Снизу видели, как всадник сошел с коня и стал на колени перед прахом орла. Тотчас с четырех сторон к вершине кургана полезли на четвереньках четыре жреца: грязные с безумными глазами и всклоченными волосами, с турьими рогами на головах, в мохнатых свалявшихся шубах, обвешанные бубенцами, астрагалами и цветными лентами. Были они нелепы и страшны. Один из жрецов держал чашу с водой, другой – чашу с зерном, третий – зеленую ветку, а у четвертого в руке полыхал факел.
Гулко громыхнули тысячи щитов, хрипло заголосили длинные деревянные трубы – карнаи, заревели печенежские сигнальные рога с изображением бычьих голов.
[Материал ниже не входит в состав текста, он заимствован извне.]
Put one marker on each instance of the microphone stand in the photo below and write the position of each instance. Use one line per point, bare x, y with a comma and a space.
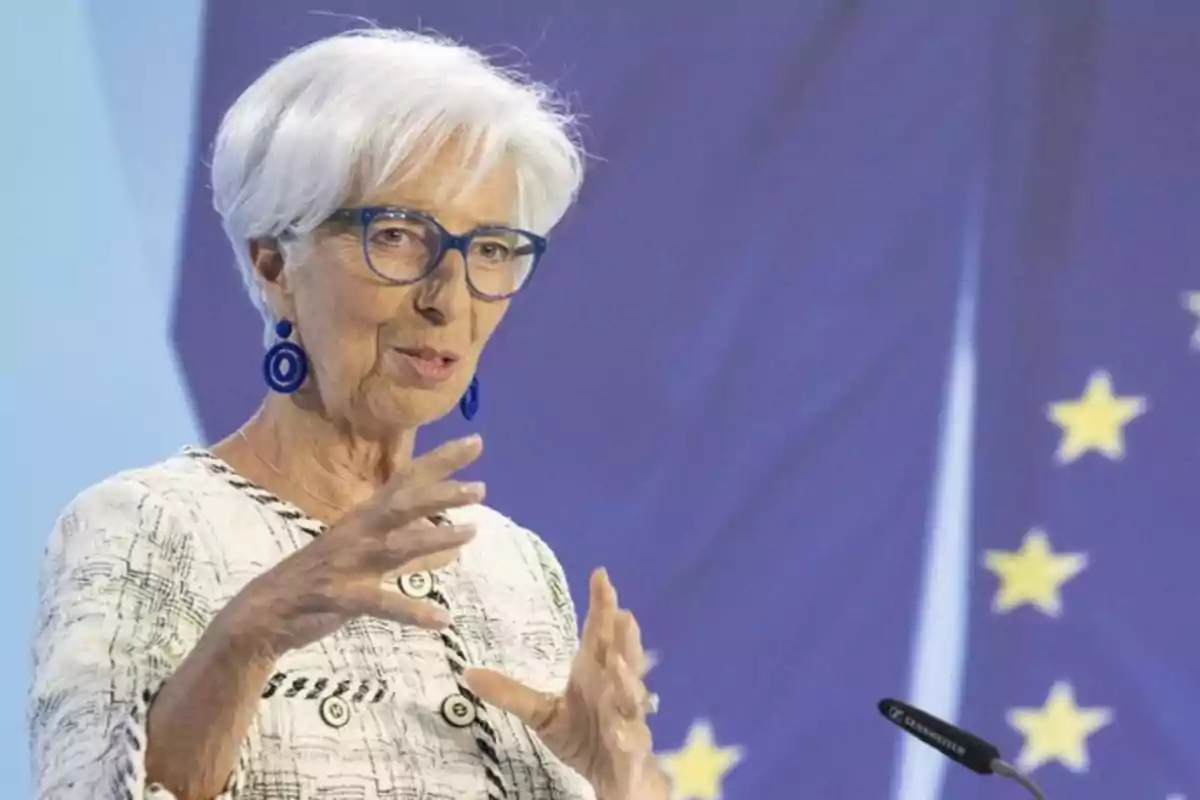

Жрецы поднялись на вершину. Каждый из них положил дары к подножию смертного трона. Каган-Беки снял с головы шлем с сапфиром и возложил на орла, потом поднялся во весь рост – гул щитов и вопли сигнальных труб и рогов смолкли. Жрецы лежали на животах около трона.
– О-о Бог Неба! – раздался в мертвой тишине зычный голос Урака. – О всемогущий Тенгри-хан! – он простер руки к солнцу. – Мы, черви земли, униженно молим тебя простить нас за случайную гибель сына твоего, дозорного Неба – гордого беркута!
В едином порыве все хазары и печенеги слово в слово повторили призыв кагана-беки к богу Неба. Все! И язычники, и иудеи, и христиане, и мусульмане! Потому что непочтение к Тенгри-хану могло повлечь за собой смертную кару. И за примером далеко не ходить – вон он, на вершине холма, со стрелой в сердце!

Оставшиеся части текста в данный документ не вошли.